I worked in a record store during holidays and at weekends and we sold Bowie records every day. We even sold copies of a record called "Raw Power" on import that had some involvement from him. I got the first one and a guy called Ziggy from the auld toon bought the other copy. I can’t recall his real name but he had the haircut and everything. Easily the biggest DB fan in the locale at that time.

I’d say I was definitely a fan of his from “Man” up until probably “Heroes”. "Young Americans" I didn’t really get because it seemed just like a weak take on Philly soul and I didn’t care for that particular “image”. It seemed like betrayal after the supreme rock’n’roll crunch of the previous two albums but in retrospect was just him moving along. Last time I saw him would have been the "Station to Station" tour. Several years later, nearly 20 maybe, I would witness El Vez recreate that album’s incredible opening mood in Tut’s, not far from where I saw Bowie. 
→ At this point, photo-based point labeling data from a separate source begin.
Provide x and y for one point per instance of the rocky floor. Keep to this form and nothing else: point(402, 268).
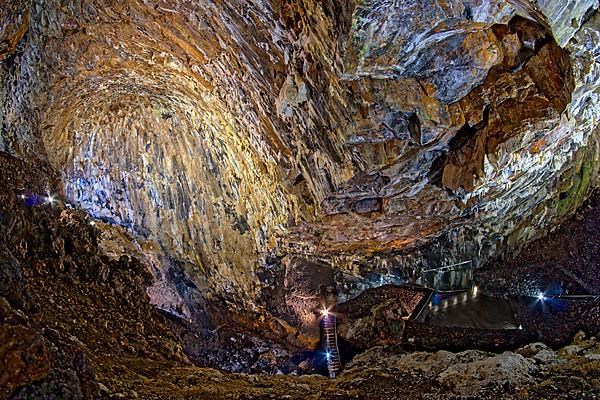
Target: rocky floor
point(568, 258)
point(78, 325)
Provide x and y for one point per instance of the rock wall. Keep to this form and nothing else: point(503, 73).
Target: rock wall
point(379, 137)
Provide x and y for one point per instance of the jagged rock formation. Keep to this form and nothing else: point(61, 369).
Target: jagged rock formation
point(378, 137)
point(76, 323)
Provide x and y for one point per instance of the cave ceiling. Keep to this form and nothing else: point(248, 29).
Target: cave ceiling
point(375, 136)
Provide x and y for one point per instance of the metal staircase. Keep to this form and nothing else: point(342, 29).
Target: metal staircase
point(333, 354)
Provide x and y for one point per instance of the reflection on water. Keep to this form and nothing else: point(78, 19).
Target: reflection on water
point(471, 310)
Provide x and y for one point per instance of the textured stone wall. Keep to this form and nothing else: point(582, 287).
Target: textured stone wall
point(377, 136)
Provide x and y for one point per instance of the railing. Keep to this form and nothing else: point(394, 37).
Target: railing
point(334, 364)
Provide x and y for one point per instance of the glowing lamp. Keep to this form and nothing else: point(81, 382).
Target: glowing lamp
point(541, 296)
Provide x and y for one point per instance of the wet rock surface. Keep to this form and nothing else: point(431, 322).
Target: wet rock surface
point(376, 137)
point(248, 158)
point(83, 328)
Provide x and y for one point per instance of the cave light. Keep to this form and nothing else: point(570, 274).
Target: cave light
point(541, 296)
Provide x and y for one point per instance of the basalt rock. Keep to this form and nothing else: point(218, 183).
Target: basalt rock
point(379, 138)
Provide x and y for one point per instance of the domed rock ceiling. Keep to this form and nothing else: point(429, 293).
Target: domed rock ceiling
point(238, 138)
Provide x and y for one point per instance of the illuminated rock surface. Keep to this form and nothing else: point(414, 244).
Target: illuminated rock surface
point(236, 148)
point(377, 136)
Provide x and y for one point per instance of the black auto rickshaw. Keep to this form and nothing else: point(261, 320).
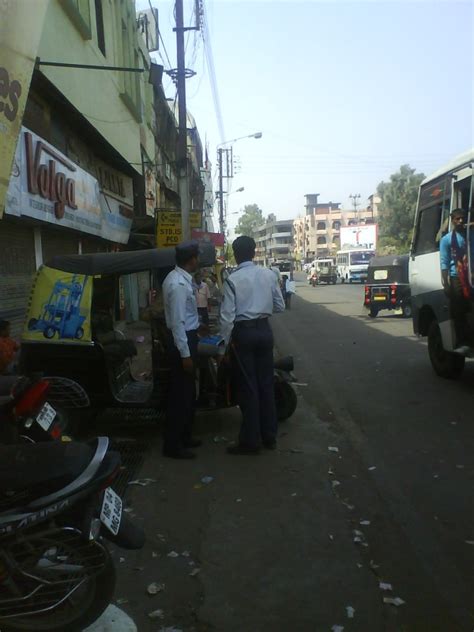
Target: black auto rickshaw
point(388, 285)
point(71, 331)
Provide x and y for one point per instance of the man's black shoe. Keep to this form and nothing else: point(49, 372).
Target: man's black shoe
point(179, 454)
point(193, 443)
point(242, 449)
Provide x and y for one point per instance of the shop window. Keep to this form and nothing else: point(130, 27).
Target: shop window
point(99, 20)
point(80, 15)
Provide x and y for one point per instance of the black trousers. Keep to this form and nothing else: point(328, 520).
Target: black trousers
point(181, 397)
point(253, 362)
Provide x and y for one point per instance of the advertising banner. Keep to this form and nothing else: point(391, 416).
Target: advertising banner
point(21, 23)
point(363, 236)
point(46, 185)
point(169, 231)
point(60, 308)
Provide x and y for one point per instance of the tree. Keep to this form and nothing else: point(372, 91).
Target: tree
point(251, 218)
point(397, 208)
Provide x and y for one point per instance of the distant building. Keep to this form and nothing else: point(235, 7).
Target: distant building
point(274, 241)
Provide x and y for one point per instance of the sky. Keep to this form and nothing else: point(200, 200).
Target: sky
point(344, 92)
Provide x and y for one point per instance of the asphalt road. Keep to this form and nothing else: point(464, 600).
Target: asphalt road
point(293, 540)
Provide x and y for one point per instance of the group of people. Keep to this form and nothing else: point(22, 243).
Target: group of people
point(249, 297)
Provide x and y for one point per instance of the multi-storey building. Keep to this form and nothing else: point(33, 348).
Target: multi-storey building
point(317, 233)
point(274, 241)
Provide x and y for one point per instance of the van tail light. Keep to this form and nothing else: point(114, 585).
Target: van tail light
point(32, 399)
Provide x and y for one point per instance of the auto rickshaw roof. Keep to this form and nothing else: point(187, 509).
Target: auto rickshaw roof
point(389, 261)
point(126, 262)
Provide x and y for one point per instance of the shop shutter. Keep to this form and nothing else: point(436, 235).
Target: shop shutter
point(57, 242)
point(17, 270)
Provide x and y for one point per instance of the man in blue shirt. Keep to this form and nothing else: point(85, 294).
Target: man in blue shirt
point(251, 295)
point(455, 275)
point(182, 321)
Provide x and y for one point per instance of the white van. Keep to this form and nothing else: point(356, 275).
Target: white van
point(448, 188)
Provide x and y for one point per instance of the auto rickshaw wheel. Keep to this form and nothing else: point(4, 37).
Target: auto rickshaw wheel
point(445, 363)
point(285, 400)
point(49, 332)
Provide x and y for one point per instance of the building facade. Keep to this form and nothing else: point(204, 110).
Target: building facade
point(274, 241)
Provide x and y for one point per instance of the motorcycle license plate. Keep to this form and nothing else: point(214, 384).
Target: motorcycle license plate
point(111, 512)
point(46, 416)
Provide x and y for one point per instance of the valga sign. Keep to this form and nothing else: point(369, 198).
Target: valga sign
point(45, 179)
point(47, 186)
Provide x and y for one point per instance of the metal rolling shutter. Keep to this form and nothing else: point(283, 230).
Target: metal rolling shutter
point(17, 269)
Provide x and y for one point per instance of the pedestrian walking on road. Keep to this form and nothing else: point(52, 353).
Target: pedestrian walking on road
point(182, 321)
point(251, 295)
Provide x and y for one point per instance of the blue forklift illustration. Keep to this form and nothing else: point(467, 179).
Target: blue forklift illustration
point(61, 314)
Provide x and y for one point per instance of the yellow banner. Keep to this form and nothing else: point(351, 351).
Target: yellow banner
point(21, 23)
point(169, 231)
point(60, 308)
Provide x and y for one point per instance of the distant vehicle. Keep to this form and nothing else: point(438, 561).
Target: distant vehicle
point(352, 264)
point(448, 188)
point(322, 271)
point(387, 285)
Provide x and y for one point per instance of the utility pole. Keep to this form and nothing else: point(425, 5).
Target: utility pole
point(182, 157)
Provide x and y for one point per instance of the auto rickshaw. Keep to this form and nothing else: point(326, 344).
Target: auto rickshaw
point(100, 358)
point(387, 285)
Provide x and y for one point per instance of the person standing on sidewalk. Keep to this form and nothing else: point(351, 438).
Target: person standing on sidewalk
point(182, 321)
point(251, 295)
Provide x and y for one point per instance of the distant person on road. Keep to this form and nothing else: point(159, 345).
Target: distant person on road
point(203, 295)
point(251, 295)
point(455, 275)
point(182, 320)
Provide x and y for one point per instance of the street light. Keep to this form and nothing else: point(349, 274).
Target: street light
point(221, 176)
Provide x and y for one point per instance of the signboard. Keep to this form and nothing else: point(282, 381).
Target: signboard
point(59, 308)
point(169, 232)
point(46, 185)
point(363, 236)
point(214, 238)
point(21, 23)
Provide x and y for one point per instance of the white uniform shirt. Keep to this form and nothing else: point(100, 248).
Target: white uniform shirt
point(180, 307)
point(250, 292)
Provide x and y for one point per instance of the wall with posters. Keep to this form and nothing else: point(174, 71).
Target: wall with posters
point(46, 185)
point(363, 236)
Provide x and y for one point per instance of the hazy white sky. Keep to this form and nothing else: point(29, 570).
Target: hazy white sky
point(344, 92)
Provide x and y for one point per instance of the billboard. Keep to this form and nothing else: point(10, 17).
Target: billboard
point(363, 236)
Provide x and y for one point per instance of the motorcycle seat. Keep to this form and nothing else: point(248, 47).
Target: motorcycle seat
point(41, 468)
point(284, 364)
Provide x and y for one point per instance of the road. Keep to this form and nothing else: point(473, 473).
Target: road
point(291, 539)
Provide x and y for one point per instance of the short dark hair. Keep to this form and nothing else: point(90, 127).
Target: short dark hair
point(186, 251)
point(4, 324)
point(244, 248)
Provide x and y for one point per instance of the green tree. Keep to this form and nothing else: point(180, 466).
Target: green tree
point(397, 208)
point(251, 218)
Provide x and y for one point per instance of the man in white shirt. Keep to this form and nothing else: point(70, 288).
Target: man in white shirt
point(183, 322)
point(251, 295)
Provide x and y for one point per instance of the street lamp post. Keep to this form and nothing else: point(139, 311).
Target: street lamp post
point(220, 151)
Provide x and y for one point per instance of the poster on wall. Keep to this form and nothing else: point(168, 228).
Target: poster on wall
point(59, 310)
point(19, 47)
point(46, 185)
point(363, 236)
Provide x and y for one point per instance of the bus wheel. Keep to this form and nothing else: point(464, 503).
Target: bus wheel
point(445, 364)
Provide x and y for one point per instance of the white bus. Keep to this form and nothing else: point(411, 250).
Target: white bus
point(352, 264)
point(447, 189)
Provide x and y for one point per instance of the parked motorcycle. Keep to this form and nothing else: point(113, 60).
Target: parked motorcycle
point(56, 506)
point(39, 408)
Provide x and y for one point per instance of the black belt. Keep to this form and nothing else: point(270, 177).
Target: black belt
point(254, 322)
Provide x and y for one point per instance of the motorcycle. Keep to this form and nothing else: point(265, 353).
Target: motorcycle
point(36, 408)
point(56, 508)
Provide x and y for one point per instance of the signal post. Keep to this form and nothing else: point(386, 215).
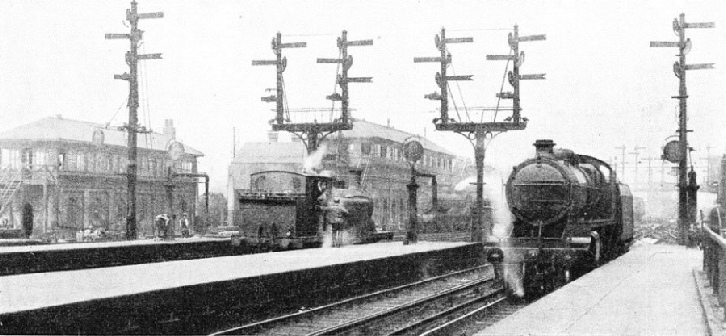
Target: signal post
point(479, 130)
point(313, 133)
point(687, 187)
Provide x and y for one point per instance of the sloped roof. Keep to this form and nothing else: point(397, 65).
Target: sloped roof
point(271, 152)
point(58, 128)
point(365, 129)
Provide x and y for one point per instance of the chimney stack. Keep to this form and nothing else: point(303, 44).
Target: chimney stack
point(169, 129)
point(545, 146)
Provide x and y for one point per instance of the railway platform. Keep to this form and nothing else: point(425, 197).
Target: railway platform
point(206, 295)
point(36, 258)
point(651, 290)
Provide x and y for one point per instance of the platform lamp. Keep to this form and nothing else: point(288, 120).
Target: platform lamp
point(413, 152)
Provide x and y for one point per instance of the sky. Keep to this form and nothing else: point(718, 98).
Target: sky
point(605, 86)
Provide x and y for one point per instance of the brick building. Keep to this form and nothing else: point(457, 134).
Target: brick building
point(72, 174)
point(370, 152)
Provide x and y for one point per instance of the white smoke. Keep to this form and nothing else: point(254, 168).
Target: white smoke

The Aladdin Sane show at the Edinburgh Empire - May 23rd 1973 - was the first late night rock show I ever attended. The record shop ran a bus. My mate Gordon Mackay missed that and took a cab into the city. It must have cost a small fortune but he didn’t care, he just had to be there. I remember being very excited at the fact they encored with a version of "White Light, White Heat".

You see this was punk rock. Before it was co-opted into whatever it became.

Many folks I know stuck with him though, fine with the shape-shifting, even with Tin Machine. He did exactly what he wanted to do and the guy cannot be prosecuted for that. The bigger impression of all this is the psychological damage of all the artists that played a part of the overall culture disappearing. The loss of characters in conjunction with a sharp contrast of one’s own mortality is something that strikes me as quite sobering. Even although I can’t say I’m overly perturbed. I think it’s the thought of losing yet another connection. In this case not a friend but someone who definitely contributed to the fabric of what one would or had become. However indirectly.